Essa verdade sobre a sexualidade humana é evidenciada em outras áreas de saber. No campo das ciências sociais, por exemplo, uma série de estudos, que resultaram na clássica diferenciação entre SEXO e GÊNERO, constatam que a polaridade feminino/masculino depende de uma auto-imagem psicológica e de uma autodesignação pela criança como sendo de um sexo ou outro, nomeação esta altamente influenciada pela atribuição sexual recebida do meio (Leite, 2003).

Para a psicanálise, o sexual tem um papel estrutural no processo de constituição da identidade do sujeito humano.

Em Freud (1925/1980), no início da constituição subjetiva existe apenas um único sexo - na medida em que o falo é atribuído pela criança como universal - e uma única pulsão sexual - já que a libido é sempre masculina, posto que sempre ativa, visando sempre a satisfação.

Afirmar essa condição inicial de um único sexo significa apontar que, no início da vida, existe uma única posição da criança diante do desejo do Outro-mãe, ou seja, a posição de objeto do desejo do Outro, de objeto que encarna o falo para a mãe. Desta forma, no campo do imaginário, toda criança (macho ou fêmea) acredita ser o falo que completa o desejo deste Outro-mãe, numa experiência de pleno gozo onde, no entanto, à criança cabe a posição de objeto do gozo do Outro. Como nos diz André (1998),  "O gozo sexual é sempre antecipado, na medida em que ele se apossa da criança na sua relação primeira com o Outro: a criança é inicialmente gozada, mais do que goza, pois ela é quem, em primeiro lugar, obtém do Outro que lhe preste cuidados, um gozo que não é abusivo qualificar de sexual" (p. 88).

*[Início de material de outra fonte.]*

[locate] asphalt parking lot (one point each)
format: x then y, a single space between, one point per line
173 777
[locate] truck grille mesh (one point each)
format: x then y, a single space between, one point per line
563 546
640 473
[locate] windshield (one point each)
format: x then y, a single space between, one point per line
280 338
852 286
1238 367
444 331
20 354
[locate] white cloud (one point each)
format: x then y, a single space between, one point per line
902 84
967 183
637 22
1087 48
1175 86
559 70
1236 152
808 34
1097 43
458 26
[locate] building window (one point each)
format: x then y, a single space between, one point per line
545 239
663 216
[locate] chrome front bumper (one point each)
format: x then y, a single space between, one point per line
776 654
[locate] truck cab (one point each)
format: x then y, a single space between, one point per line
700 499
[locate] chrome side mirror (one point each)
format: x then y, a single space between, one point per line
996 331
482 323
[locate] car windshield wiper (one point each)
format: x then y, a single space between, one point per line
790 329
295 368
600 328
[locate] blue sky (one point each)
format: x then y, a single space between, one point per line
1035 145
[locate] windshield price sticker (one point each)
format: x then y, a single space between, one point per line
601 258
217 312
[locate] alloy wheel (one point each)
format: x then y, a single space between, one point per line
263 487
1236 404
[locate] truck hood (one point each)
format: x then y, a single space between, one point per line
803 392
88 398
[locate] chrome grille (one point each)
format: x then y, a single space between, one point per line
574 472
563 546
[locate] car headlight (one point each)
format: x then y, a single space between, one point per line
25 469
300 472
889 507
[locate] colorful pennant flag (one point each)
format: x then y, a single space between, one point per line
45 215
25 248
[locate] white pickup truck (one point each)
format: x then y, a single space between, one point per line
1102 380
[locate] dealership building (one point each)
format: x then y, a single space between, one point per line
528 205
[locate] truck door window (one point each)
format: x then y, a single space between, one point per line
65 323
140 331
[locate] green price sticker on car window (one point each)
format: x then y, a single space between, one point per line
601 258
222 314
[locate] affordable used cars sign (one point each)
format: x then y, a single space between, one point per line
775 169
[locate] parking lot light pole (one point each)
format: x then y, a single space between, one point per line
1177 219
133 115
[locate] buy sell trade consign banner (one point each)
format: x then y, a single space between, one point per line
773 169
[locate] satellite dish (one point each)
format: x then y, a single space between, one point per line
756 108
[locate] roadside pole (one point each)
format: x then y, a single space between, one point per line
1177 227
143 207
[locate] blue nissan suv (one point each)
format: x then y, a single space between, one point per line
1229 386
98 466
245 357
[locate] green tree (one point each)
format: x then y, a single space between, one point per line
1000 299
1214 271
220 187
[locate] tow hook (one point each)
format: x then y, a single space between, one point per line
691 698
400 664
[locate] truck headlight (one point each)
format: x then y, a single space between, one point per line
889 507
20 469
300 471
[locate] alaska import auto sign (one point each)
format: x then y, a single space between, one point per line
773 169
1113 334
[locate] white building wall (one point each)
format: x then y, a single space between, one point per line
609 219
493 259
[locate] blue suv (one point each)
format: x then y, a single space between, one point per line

O momento de confronto com a diferença anatômica dos sexos é um marco no processo de desenvolvimento da subjetividade. A passagem pelo que a psicanálise convencionou como  o  complexo de Édipo é muito mais que a simples constatação da presença/ausência de um órgão sexual - o pênis. A descoberta visual da castração materna exige à criança reconhecer que o segredo do desejo da mãe reside em algo que um terceiro (o pai) detém e pode dar-lhe ou não; que é o pai o complemento da mãe e não ela. Significa  reconhecer-se como um ser incompleto e faltante e vislumbrar que, para o resto da vida, a plena satisfação está perdida e interdita. A intervenção do Nome-do-Pai, do  "não" simbólico do pai, implica aceitar uma submissão à lei simbólica, à lei do significante. A partir deste momento, o falo torna-se o significante que representa e, ao mesmo tempo, vela/esconde  o real da castração, dessa falta constituinte do sujeito.

A questão já não é ser, e sim,  ter ou não o falo.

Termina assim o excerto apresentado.